CHICAGO (WGN) — TRANSITIONS functioned as a stress test for Chicago’s dance scene — and for the people moving between venues night after night.
The weeklong New Year’s series from Auris Presents spread across seven clubs, creating an experience that rewarded planning, stamina and a willingness to chase the right room at the right time.
The strongest throughline was pacing. Each night followed one of three themes — solid, liquid or vapor — and while the visual elements leaned subtle rather than spectacular, the idea landed in the programming.
DJs were generally given space to build, with sets that eased in patiently before hitting more ecstatic stretches closer to sunrise.
Lineups were consistently strong, if occasionally overwhelming in choice. Sets from artists like Four Tet and Purple Disco Machine drew packed rooms, while appearances by Cloonee and Claude VonStroke catered to different corners of the house and techno spectrum.
The standout was DAY ONE at SERUM, a 21-hour marathon that felt genuinely communal — part endurance challenge, part shared recovery session after a week of late nights.
TRANSITIONS’ nods to Chicago’s history were thoughtfully integrated rather than nostalgic.
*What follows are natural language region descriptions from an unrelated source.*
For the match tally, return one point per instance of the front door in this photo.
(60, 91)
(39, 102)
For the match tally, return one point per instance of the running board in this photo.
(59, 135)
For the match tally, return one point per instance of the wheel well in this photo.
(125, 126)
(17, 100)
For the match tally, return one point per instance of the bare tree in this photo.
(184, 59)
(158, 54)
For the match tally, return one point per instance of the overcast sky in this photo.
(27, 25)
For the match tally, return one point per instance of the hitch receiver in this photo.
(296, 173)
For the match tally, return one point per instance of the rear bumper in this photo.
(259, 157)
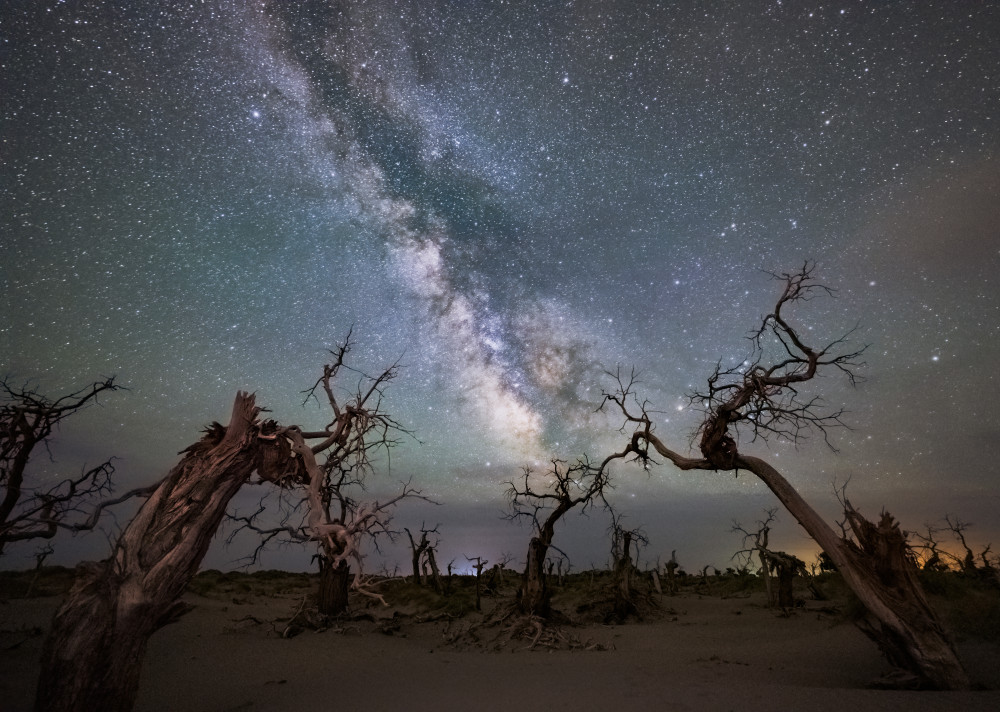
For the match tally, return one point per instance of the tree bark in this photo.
(883, 577)
(535, 597)
(93, 655)
(334, 585)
Visual references to The Warehouse and the legacy of Frankie Knuckles felt like context, not branding.
As an event, TRANSITIONS wasn’t without friction — overlapping schedules and late-night logistics occasionally tested even seasoned clubgoers — but those issues rarely outweighed the payoff.
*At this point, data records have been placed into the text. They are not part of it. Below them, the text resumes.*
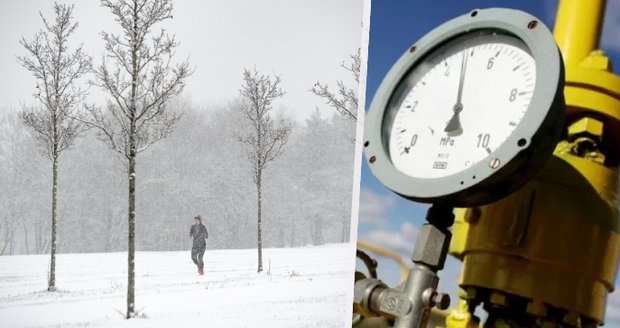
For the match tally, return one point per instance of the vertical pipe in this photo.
(578, 28)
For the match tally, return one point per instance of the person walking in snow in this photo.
(199, 235)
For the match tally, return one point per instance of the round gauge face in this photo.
(459, 104)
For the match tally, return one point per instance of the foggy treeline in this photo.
(201, 168)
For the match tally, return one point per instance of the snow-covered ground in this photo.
(307, 287)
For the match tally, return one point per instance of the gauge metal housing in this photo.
(520, 156)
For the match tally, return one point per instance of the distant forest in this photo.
(201, 168)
At its best, the series felt expansive and alive, offering multiple ways to experience the city’s dance culture in a single week.
By leaning into long-form sets, genre variety and subtle historical grounding, TRANSITIONS captured a version of Chicago nightlife that’s ambitious, communal and still driven by the belief that the right room, at the right hour, is worth staying out for.